Since its FDA approval for the treatment of melanoma in 2015, many groups have investigated Talimogene laherparepvec (T-VEC), a genetically modified strain of the herpes simplex virus type 1 (HSV-1), as a treatment option for other types of cutaneous cancers. Using the approved T-VEC melanoma treatment schedule, Egle Ramelyte and colleagues investigated immune responses, safety, and efficacy in 13 patients with various subtypes of primary cutaneous B cell lymphoma (pCBCL). Six patients (46.2%) experienced a clinical complete response, five a partial response, and two patients had disease progression. Two of three patients experienced a reduction in uninjected lesions, demonstrating both local and systemic anti-tumor efficacy of T-VEC, similar to what has been seen in melanoma. Contrary to what has been reported in melanoma, however, viral transcripts were present in both malignant and non-malignant cells. Serial fine needle aspirates (FNA) were taken post-injection in three patients and analyzed via single-cell RNA-sequencing, with immune cell profiles determined by reference-based annotation technology. Overall, the malignant B cell populations in both injected and uninjected lesions decreased as quickly as one day post-injection. Also, one day after injection, a 25-fold increase in NK cell-associated transcripts was seen, with cytotoxic and FASL gene expression pathways upregulated. An increase in dendritic cells, monocytes, CD8⁺ T cells (in injected lesions), CD4⁺ T cells (in uninjected lesion), and a decrease in Tregs was also observed. Additional noteworthy gene expression changes include an upregulation in interferon alpha/beta and a downregulation in PD-1 signaling. Altogether, this study demonstrates the anti-tumor activity and immunogenicity of T-VEC in pCBCLs, also showing a marked difference in the specificity of T-VEC infection compared to melanoma lesions, warranting additional clinical and mechanistic studies for the use of T-VEC in treating nonmelanoma skin cancers.

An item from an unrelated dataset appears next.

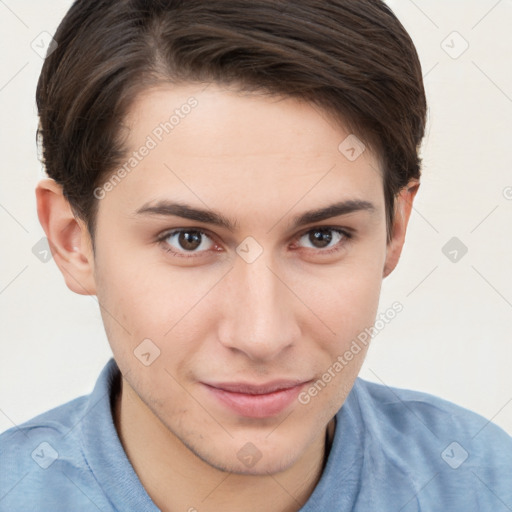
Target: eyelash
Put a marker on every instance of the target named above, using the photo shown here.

Why I like this paper: This paper utilized a serial biopsy of both injected and uninjected lesions, which resulted in a much better understanding of both the qualitative and quantitative impact of local T-VEC treatment. The data suggest that immune changes within the tumor microenvironment are especially rapid at the injection site and are somewhat different at uninjected tumors. The work also highlights that different tumors may elicit distinct immune responses and provides an example of how to integrate biomarker analyses into clinical trials of oncolytic virus therapy.